The transfer learning strategy adopted in this study is illustrated in Figure 6. A CNN model is first trained on the source dataset to obtain a pretrained model, which captures general low- and mid-level features such as edges, textures, and shape patterns in the time–frequency domain. These features typically exhibit strong generalization and are transferable across tasks. To enhance domain similarity, the target data is reshaped through spectral analysis to highlight its dominant frequency components and suppress noise. This preprocessing step improves the relevance of the target features to the source domain, thereby facilitating more effective transfer learning. Next, the pretrained model is adapted to the target task by freezing the early convolutional layers and retraining the fully connected layers.
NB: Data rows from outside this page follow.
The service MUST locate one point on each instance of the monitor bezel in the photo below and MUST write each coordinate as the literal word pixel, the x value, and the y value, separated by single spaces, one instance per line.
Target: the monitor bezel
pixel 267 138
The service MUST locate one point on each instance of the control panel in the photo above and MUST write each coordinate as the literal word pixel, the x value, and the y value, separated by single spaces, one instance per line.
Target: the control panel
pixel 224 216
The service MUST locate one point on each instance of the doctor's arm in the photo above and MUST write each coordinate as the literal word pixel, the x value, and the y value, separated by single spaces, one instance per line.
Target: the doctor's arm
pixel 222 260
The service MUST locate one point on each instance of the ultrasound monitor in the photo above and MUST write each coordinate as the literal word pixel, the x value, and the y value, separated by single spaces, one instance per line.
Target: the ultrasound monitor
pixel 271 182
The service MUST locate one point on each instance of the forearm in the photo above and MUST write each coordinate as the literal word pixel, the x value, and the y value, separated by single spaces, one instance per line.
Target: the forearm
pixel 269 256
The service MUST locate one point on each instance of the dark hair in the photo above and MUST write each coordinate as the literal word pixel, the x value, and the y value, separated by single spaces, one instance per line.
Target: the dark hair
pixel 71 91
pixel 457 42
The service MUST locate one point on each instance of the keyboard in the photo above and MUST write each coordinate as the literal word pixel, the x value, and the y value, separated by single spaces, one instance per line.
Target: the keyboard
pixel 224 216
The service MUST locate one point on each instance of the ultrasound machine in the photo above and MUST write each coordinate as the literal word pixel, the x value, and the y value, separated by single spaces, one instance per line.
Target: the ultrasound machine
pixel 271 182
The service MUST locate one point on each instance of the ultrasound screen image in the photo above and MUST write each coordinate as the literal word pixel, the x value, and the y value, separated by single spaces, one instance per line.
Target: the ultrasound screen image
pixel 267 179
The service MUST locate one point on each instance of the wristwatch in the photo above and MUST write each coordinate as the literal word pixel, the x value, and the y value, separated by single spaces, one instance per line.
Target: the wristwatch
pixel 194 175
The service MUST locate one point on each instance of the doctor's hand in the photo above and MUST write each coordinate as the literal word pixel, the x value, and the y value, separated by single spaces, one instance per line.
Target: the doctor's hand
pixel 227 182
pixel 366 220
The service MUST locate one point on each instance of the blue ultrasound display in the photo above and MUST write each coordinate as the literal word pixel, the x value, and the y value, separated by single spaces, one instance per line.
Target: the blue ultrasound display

This allows the model to learn task-specific classification mappings while preserving transferable low-level representations. Finally, selected later convolutional layers and all fully connected layers are fine-tuned using the target data, further improving the model’s ability to extract and represent target-specific features. This approach integrates frequency-domain feature reshaping with adaptive fine-tuning, enabling effective knowledge transfer across different bearing systems and signal types. The following sections provide detailed validation through case studies.

Basic framework of the proposed transfer learning.
Data preprocessing
The purpose of data preprocessing is to improve the transferability of the target datasets, especially since there are notable differences in system structure, bearing type, rotation speed, fault severity and type, and the number of categories among the datasets used in this study. These differences are described in detail in “Dataset description” section. In addition, although the SNR likely differs between datasets, explicit SNR values are not provided in the original sources and therefore are not included in the dataset description. To reduce the domain gap, preprocessing steps such as filtering and feature reshaping are applied. These steps help make the target data more consistent with the source data, enabling the CNN model to more effectively recognize fault patterns across different tasks.
Firstly, the frequency characteristics of the signal are obtained using FFT. Figure 7 shows examples of spectra for healthy and damaged bearing states from the source dataset, where all time-domain data are used to generate the spectrum. All continuous signals in the training set are used to generate the FFT, resulting in a complete spectrum. It can be observed that when the bearings are healthy, the main frequency components are located at low frequencies, with only one major peak. When the bearings are damaged, their main frequency components shift to higher frequencies, and multiple main frequency components appear. This is caused by the additional vibrations and impacts generated due to defects in the bearings. These impacts are very brief, containing higher frequency components, and thus appear as high-frequency peaks in the spectral analysis.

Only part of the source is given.